He returned to Quantico in April 1927 and assumed command of 1st Battalion, 10th Marines. Following the activation of 3rd Marine Brigade under Brigadier General Smedley Butler at that time, Moses and his battalion joined the brigade and embarked for expeditionary duty in China. He was stationed at Shanghai International Settlement until September 7 of that year, when he was promoted to lieutenant colonel and attached to the American Legation Guard in Peking. While in the latter assignment, Moses served consecutively as executive officer, Officer-in-Charge of Operations and Training, and Post Intelligence Officer.

He departed China in June 1929 and entered the Army War College in Washington, D.C., where he graduated in June of the following year. Moses was then sent to the Senior Course at Naval War College at Newport, Rhode Island, which he completed in June 1931.

Moses then served at Marine Corps Base San Diego as commanding officer of the Recruit Depot and the Separate Infantry Battalion, before departed back to China for duty as executive officer, 4th Marine Regiment under Colonel Richard S. Hooker. He was stationed again at Shanghai International Settlement, where 4th Marines served as a defense force during a period of tensions between China and Japan. On December 23, 1932, Colonel Hooker suffered a heart attack and died following day. Moses assumed temporary command of the regiment and held it until arrival of new commanding officer, Colonel Fred D. Kilgore, on March 12, 1933.

Unfortunately, Colonel Kilgore was also betrayed by his health and following a nervous breakdown on May 6, 1933, he was succeeded by Moses as regimental commander. He held command of Fourth Marines until the arrival of Colonel John C. Beaumont on July 11 of that year.

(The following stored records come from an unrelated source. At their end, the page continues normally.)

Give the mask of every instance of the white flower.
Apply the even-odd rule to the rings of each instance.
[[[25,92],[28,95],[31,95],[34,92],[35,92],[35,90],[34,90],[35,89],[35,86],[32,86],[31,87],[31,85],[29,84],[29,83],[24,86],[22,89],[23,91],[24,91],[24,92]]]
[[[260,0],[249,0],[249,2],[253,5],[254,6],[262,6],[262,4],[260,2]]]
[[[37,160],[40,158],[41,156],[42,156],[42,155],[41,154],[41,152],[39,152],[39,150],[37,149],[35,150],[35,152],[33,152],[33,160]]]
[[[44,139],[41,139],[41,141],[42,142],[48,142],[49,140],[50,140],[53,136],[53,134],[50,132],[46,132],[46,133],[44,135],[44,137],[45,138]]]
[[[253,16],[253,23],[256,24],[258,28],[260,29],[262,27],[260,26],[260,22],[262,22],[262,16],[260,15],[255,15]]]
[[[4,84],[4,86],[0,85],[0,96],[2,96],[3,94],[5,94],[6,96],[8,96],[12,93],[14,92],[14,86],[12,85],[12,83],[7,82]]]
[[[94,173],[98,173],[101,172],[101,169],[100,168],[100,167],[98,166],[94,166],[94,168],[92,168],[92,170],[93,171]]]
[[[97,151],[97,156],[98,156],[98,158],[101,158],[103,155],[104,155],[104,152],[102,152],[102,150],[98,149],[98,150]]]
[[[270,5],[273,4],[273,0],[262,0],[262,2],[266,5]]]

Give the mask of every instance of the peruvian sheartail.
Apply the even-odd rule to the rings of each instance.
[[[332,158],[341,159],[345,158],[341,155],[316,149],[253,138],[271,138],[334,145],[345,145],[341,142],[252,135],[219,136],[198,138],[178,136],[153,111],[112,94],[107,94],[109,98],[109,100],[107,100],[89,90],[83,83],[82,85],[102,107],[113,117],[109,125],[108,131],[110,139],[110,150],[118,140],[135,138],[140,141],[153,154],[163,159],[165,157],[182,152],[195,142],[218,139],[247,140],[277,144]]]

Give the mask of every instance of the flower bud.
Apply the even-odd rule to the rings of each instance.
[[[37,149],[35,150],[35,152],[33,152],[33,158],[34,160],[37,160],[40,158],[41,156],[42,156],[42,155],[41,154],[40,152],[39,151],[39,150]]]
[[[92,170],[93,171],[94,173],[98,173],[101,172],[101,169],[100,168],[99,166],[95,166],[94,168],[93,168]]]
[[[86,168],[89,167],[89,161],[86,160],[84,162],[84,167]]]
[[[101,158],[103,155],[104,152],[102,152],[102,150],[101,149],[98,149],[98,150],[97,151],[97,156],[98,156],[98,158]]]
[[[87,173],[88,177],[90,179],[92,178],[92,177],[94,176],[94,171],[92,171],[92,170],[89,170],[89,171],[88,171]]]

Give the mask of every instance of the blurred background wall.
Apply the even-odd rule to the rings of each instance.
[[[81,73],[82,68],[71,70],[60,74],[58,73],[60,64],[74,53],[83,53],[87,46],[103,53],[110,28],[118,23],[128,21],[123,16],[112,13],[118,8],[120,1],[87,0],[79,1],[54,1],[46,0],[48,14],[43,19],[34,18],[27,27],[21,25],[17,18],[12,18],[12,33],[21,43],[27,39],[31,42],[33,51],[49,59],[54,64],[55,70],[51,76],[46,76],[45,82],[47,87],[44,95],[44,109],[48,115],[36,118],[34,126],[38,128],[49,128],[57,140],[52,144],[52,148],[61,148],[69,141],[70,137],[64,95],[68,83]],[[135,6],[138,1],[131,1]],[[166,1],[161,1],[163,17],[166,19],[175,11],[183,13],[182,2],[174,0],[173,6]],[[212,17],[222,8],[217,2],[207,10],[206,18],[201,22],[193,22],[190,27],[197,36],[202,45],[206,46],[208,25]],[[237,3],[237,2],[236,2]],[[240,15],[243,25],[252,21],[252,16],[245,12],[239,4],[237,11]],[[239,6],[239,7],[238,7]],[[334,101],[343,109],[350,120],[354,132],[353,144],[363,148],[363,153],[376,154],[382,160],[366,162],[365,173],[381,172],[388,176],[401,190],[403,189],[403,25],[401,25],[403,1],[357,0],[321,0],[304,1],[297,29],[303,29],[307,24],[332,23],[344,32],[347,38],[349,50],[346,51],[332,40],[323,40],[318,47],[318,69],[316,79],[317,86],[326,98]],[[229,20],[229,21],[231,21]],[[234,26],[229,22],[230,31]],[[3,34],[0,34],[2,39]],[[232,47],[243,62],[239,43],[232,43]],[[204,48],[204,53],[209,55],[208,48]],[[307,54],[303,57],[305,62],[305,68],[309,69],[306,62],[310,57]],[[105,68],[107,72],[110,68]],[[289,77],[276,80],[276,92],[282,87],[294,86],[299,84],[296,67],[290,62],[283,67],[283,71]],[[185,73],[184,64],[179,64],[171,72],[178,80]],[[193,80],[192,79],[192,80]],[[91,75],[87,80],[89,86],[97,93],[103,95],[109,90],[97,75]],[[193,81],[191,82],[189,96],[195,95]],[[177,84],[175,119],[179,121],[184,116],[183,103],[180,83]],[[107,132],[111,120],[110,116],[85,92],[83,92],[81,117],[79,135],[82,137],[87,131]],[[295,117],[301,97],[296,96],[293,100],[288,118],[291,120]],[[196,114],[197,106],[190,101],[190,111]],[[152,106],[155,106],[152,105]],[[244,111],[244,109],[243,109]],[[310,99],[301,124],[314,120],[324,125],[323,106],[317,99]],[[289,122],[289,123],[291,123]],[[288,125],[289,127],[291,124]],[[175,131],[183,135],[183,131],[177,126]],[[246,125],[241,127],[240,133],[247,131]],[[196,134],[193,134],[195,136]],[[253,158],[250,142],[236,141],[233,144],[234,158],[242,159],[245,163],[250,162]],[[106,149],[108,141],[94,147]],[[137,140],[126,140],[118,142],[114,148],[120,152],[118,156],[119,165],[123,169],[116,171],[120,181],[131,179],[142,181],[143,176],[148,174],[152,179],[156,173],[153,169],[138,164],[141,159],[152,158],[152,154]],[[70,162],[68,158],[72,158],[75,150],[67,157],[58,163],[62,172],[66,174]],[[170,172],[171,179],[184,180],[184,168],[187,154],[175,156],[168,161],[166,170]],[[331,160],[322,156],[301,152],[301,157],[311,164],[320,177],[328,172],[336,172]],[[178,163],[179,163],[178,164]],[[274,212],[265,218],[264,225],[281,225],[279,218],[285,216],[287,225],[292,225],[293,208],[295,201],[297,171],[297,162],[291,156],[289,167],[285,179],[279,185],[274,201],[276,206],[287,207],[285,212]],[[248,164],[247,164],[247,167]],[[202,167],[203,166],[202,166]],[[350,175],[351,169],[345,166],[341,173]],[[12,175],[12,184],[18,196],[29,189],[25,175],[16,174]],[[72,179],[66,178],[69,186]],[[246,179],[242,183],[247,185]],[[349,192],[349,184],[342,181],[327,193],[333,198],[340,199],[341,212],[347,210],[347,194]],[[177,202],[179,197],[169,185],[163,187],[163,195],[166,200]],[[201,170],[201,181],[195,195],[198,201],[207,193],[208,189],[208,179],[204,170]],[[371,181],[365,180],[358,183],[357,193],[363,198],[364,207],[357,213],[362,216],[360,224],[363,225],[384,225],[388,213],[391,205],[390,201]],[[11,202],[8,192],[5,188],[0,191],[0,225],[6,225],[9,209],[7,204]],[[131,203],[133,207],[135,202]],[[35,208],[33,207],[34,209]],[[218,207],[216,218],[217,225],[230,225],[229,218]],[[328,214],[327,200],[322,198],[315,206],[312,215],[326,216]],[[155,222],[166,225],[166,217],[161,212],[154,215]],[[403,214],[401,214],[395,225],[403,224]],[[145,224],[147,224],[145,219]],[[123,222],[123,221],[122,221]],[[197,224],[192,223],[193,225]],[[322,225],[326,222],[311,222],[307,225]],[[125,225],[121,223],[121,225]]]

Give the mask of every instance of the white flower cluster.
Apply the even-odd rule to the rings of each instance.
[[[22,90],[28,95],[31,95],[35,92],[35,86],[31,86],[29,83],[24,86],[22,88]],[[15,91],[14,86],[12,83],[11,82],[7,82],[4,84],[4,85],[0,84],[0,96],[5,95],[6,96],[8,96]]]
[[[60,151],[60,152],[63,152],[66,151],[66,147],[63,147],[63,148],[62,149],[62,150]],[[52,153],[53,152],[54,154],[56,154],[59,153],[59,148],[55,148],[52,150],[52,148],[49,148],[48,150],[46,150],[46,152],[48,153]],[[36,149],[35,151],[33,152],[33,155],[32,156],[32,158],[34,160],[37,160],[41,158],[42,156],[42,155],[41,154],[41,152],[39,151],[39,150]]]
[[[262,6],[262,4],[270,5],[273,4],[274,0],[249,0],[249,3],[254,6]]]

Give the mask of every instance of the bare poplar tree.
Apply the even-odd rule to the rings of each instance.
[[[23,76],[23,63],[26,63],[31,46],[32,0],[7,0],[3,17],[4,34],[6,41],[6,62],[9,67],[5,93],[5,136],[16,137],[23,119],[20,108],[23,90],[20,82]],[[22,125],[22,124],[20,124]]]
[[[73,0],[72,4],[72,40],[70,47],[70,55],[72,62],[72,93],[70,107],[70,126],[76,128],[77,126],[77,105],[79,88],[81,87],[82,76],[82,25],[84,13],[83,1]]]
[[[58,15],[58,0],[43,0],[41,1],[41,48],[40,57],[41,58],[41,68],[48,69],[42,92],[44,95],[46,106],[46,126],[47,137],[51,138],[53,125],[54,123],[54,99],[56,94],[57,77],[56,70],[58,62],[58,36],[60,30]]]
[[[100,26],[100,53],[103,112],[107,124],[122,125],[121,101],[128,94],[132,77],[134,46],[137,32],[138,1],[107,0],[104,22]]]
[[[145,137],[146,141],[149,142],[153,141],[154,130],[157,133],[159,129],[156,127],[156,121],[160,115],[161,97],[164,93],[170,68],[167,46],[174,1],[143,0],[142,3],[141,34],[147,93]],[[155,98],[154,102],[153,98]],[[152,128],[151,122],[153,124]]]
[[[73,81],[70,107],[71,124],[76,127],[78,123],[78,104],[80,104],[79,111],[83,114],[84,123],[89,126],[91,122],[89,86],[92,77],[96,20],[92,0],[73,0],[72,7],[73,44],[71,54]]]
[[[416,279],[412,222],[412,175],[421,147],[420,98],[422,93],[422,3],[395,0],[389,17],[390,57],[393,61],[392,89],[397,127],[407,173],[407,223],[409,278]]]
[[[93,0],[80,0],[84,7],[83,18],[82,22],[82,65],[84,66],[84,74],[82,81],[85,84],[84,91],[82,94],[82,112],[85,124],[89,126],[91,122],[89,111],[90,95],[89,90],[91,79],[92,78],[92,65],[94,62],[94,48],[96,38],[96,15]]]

Moses already proved his qualities during the periods of temporary regimental command and was promoted to colonel on March 20, 1934. He was then transferred to the Philippines and assumed command of the Marine Barracks and Naval Prison at Naval Base Cavite. Moses remained in that capacity until the end of August and embarked for the United States for deserved leave with his family. He reported for duty as commanding officer, Marine Barracks, Washington, D.C. at the beginning of October 1934 with additional duty as director, Marine Corps Institute.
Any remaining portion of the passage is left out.